Si potrebbe ipotizzare allora che molti quadri depressivi, (parlo di quadri nevrotici non delle melanconie psicotiche) così numerosi oggi – da un punto di vista fenomenologico e descrittivo, così psicologizzati, così medicalizzati – si rivelino, quando andiamo ad approfondire l’analisi strutturale, altrettante posizioni di inibizione? intendo dire situazioni psichiche di arroccamento del soggetto nel dire no al desiderio dell’Altro, ed è allora lì in atto l’inibizione…al posto di un atto.
A livello immaginario, l’arroccamento difensivo sembra preferibile alla vertigine dell’atto. Perché?
In fondo, credo, perché nell’atto si è sempre soli, soli nel rischio, sul piano reale, mentre –potremmo dire – nell’inibizione si è sempre in compagnia del rischio, sul piano immaginario. Consciamente o no, questo è un sapere con il quale fare i conti.
Mi pongo – e vi pongo – una questione : oggi, questa difficoltà singolare e soggettiva dell’atto, umana – irriducibilmente e per fortuna umana poiché è un fatto strutturale – è svilita (nella nostra cultura e società) dal predominare di un discorso che inneggia piuttosto alla dis-inibizione negli usi e nei costumi, al disinvolto oltrepassamento del margine tra ciò che è privato e ciò che è pubblico ? o meglio vige l’imperativo – esplicito o implicito – di esternare, condividere (!) – connettersi sempre ! – ovunque e il più estesamente possibile le comuni faccende della vita, perfino di prestarsi, nel risucchio di YouTube, a dare in pasto all’Altro il proprio essere più intimo e segreto. Parlare di inibizione può suonare strano, oggi, come riesumare un’anticaglia della psicoanalisi.
Tuttavia…..
Tuttavia sappiamo che parlare non è dire : sono atti diversi, non si equivalgono né per il costo né per la valenza che hanno, non convergono rispetto agli obbiettivi, perfino possono essere antitetici… La psicoanalisi mostra che tante parole vuote possono riempire, con il godimento che garantiscono, lo spazio e il tempo per non dire – veramente – qualcosa. Il dire è atto, atto di parola e implica – come ogni altro atto che impegni il desiderio del soggetto – una responsabilità reale, non condivisibile.

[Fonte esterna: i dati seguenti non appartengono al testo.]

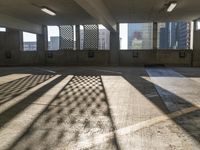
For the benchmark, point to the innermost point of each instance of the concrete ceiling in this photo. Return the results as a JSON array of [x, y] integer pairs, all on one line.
[[70, 12], [152, 10]]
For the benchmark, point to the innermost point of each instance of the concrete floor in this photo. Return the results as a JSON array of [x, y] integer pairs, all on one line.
[[123, 108]]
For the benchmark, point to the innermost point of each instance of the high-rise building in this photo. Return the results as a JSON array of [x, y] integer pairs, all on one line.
[[174, 35], [140, 35], [104, 39]]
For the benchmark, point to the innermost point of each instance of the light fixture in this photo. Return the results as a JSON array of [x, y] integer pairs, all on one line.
[[48, 11], [171, 6]]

Un’altra considerazione : incarnare – nella pratica clinica attuale… e futura – con i nostri pazienti, questo elemento di contrasto al saldo cinico del discorso del capitalista ( e del post-capitalista) è un’impresa ardua per ciascuno perché, ovviamente, tutti vi siamo invischiati . Uno per uno, questa è la sfida – oggi secondo me particolarmente impegnativa – al desiderio dello psicoanalista.
Porto un breve frammento clinico, a mio avviso un esempio pertinente. Un giovane paziente – poco più che ventenne – tempo fa, mi parlava con un tono di rassegnazione, come spento, ma a volte quasi sprezzante, del lavoro che stava svolgendo ; lo svolgeva male e lo sapeva ( “faccio casino, gli altri si arrabbiano…” ), ma del resto non gliene importava niente, quel lavoro non lo interessava affatto, anzi era proprio “uno schifo di lavoro” “i colleghi dei deficienti” Ma certo… “piuttosto che niente…oggi come oggi bisogna adattarsi, vero?” “c’è la crisi…” “sui soldi non ci si può sputare sopra..”ecc.
Queste frasi, e altre dello stesso tenore, suonavano piuttosto stereotipate, formule discorsive vuote di soggettività, pura denuncia di uno stato delle cose contingente, eco lamentosa – seppur fondata – del discorso comune. Non obietto, e ovviamente non ho obiettato al fondamento realistico di quelle considerazioni. La crisi era ed è un reale e anche drammatico, ma il punto è un altro: l’oggettivazione del reale (reificazione) non porta da nessuna parte, se non a subire quello stesso reale nel quale si suppone o si liquida la causa , dimettendosi così, come singolo soggetto, dalla causa del proprio desiderio. La psicoanalisi non può farsi complice di questa deriva, cerca piuttosto di contrastarla, ovvero di bucare il godimento nevrotico.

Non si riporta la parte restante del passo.